柿崎はバスを丸ごと飲み込んだ土砂と飴細工のようにひん曲がり落ちていったガードレールを思い出した。
――あれの復興?一体何日かかるんだよ……。
深いため息をつく。それに反応して隣に立っている喜多見が黙って見つめてくる。
「問題は……」
白石が視線を上げた。
「柊麗奈が一日に何人、食糧として必要かってことなんだけど」
「――!やめろよ!!気色悪い!!」
沢渡が白石を睨むが、白石は青白い顔で続けた。
「なんで。大事なことだ。
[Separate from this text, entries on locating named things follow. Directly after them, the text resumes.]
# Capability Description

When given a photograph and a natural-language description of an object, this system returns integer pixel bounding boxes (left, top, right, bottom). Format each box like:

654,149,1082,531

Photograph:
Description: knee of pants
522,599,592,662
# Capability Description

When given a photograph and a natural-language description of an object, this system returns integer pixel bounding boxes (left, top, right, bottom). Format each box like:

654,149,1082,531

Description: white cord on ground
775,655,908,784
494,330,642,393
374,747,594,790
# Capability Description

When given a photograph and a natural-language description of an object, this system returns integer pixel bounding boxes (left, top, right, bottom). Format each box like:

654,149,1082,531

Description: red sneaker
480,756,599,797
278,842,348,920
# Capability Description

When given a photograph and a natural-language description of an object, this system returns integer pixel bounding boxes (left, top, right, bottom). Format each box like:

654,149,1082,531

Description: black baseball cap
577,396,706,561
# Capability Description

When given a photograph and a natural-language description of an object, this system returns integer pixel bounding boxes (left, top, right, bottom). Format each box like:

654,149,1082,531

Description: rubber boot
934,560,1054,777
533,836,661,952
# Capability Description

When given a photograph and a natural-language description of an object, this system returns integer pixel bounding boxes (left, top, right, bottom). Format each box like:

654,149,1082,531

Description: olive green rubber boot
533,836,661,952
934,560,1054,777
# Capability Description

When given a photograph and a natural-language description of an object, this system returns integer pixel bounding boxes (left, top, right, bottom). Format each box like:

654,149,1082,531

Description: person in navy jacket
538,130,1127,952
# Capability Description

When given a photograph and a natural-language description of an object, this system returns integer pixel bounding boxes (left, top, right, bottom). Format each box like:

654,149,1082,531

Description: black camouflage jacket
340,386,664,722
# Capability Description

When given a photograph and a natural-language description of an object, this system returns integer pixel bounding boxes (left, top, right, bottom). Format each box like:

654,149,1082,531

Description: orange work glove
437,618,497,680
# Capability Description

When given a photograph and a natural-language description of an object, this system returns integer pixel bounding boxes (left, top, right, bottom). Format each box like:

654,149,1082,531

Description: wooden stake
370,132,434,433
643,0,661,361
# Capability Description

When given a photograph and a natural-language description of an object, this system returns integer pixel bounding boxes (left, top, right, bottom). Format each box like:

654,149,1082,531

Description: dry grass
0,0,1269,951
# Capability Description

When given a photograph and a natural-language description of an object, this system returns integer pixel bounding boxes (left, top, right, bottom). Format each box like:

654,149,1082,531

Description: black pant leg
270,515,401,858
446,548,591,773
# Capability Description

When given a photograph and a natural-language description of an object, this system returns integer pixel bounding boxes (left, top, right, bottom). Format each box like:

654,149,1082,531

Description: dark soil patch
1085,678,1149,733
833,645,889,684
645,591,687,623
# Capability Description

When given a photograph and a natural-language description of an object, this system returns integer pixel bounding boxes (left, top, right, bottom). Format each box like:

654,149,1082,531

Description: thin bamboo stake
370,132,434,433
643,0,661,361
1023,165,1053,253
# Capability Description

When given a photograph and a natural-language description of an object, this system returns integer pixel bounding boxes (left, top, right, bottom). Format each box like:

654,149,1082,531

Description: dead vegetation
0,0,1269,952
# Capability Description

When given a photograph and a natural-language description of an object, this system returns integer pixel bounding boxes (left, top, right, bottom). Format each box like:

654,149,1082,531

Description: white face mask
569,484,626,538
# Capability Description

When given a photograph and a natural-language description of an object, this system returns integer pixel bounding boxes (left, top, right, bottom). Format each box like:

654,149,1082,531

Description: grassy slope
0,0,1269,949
それによって俺たちの命が奪われるスピードと、生き残れる可能性が大幅に変わる」
白石の言葉に、柿崎はさっとメンバーに視線を走らせた。
残りは―――自分を含めて6人。
「もし一日一人程度でいいなら、少なくとも最後の一人が食べられるまで6日間の猶予がある。しかし、もしこれが毎食だとしたら、明日には全員この世からいなくなるってことだ」
淡々と語る白石に、辻がもう一度舌打ちをしながらドアを殴った。
「道路の復興=自分たちが助かる道が開けると考えれば、もちろん前者の方が助かる可能性は上がる。だけど今日みたいに麗奈を怒らせたり、逃げようとしたら、彼女の空腹具合に左右されず殺されてしまう。そうすると必然的に生き残った者のリスクも上がる」
「つまりは―――」
ずっと黙っていた喜多見が口を開いた。
「抵抗せず、逃げようとせず、大人しく一人ずつ食べられるのを待とうってことか?」
白石は喜多見に視線を上げると、力なく笑った。
――どうしてこんなことになってしまったのだろう。
柿崎は包帯の巻かれた自分の太腿を見下ろした。
『包帯、きつく……ない?』
柊麗奈。
『あ……柿崎…く……んッ』
昨日はそんな素振りなんか、
『……いいよ、出して……んんッ!』
微塵も見せなかったのに。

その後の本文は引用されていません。